Het hof voegt daar nog aan toe, dat de berekening van [appellant] in de toelichting op grief 10 op een onjuiste uitgangspunt berust, namelijk dat de maand augustus 2016 in zijn geheel zou moeten worden uitbetaald aan [appellant] , terwijl de arbeidsovereenkomst is geëindigd op 9 augustus 2016. Verder is niet onderbouwd waarom [Graanhandel] , kennelijk is bedoeld over mei 2016, € 629,24 (netto) te weinig uitbetaald zou hebben.
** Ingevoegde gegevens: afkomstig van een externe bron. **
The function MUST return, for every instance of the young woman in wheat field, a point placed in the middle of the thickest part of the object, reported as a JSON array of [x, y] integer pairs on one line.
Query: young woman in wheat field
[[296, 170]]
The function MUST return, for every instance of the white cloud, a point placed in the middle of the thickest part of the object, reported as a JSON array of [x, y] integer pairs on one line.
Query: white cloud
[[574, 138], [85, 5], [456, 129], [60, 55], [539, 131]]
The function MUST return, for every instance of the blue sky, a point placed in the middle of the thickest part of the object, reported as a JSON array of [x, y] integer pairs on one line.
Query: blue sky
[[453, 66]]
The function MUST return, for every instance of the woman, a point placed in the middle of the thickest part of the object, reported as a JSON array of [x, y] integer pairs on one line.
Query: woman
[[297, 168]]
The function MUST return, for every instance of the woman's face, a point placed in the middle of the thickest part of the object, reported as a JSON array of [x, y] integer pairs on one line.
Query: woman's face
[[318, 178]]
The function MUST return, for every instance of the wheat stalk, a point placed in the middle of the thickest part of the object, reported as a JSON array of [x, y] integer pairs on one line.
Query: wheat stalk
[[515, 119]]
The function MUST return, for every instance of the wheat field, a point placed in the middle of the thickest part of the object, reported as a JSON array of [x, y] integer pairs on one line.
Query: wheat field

Ook de onderbouwing van de overige door [appellant] gestelde netto te weinig uitbetaalde bedragen ontbreekt; de door [appellant] genoemde netto bedragen die niet zouden zijn uitbetaald, zijn niet te herleiden tot de specificaties waarvan [appellant] dus heeft erkend dat deze juist zijn.
Uit het voorgaande volgt ook dat alle netto-bruto-specificaties in het bezit van [appellant] zijn en daarom zijn de verzoeken ter zake terecht afgewezen (verzoek sub 6. en 8.).
De grieven 10 en 11 falen.
3.8
Buitengerechtelijke kosten en proceskosten (grief 12)
Het verzoek tot betaling van buitengerechtelijke kosten volgt het lot van de overige verzoeken.
[appellant] is als de in het ongelijk gestelde partij terecht in de proceskosten van de eerste aanleg veroordeeld en ook in hoger beroep is [appellant] de in het ongelijk gestelde partij. Hij wordt ook in hoger beroep in de proceskosten veroordeeld.
Verzoek sub 10. kan niet worden toegewezen en grief 12 faalt.
3.9.
Slotsom
Het algemene, vage, bewijsaanbod van [appellant] (pag. 20 beroepschrift) is niet ter zake dienend en wordt verworpen.
Op grond van het vorenstaande zal het hof de bestreden beschikking bekrachtigen onder afwijzing van het meer of anders in hoger beroep verzochte (verzoek sub 11).

4.De beslissing

Het hof:
bekrachtigt de bestreden beschikking;
wijst het meer of anders in hoger beroep verzochte af;
veroordeelt [appellant] in de proceskosten van het hoger beroep, en begroot die kosten tot op heden aan de zijde van [Graanhandel] op € 716,-- aan griffierecht en op € 1.788,-- aan salaris advocaat;
verklaart de proceskostenveroordeling uitvoerbaar bij voorraad.
Deze beschikking is gegeven door mrs. C.E.L.M. Smeenk-van der Weijden, W.H.B. den Hartog Jager en P.P.M. Rousseau en is in het openbaar uitgesproken op 8 juni 2017.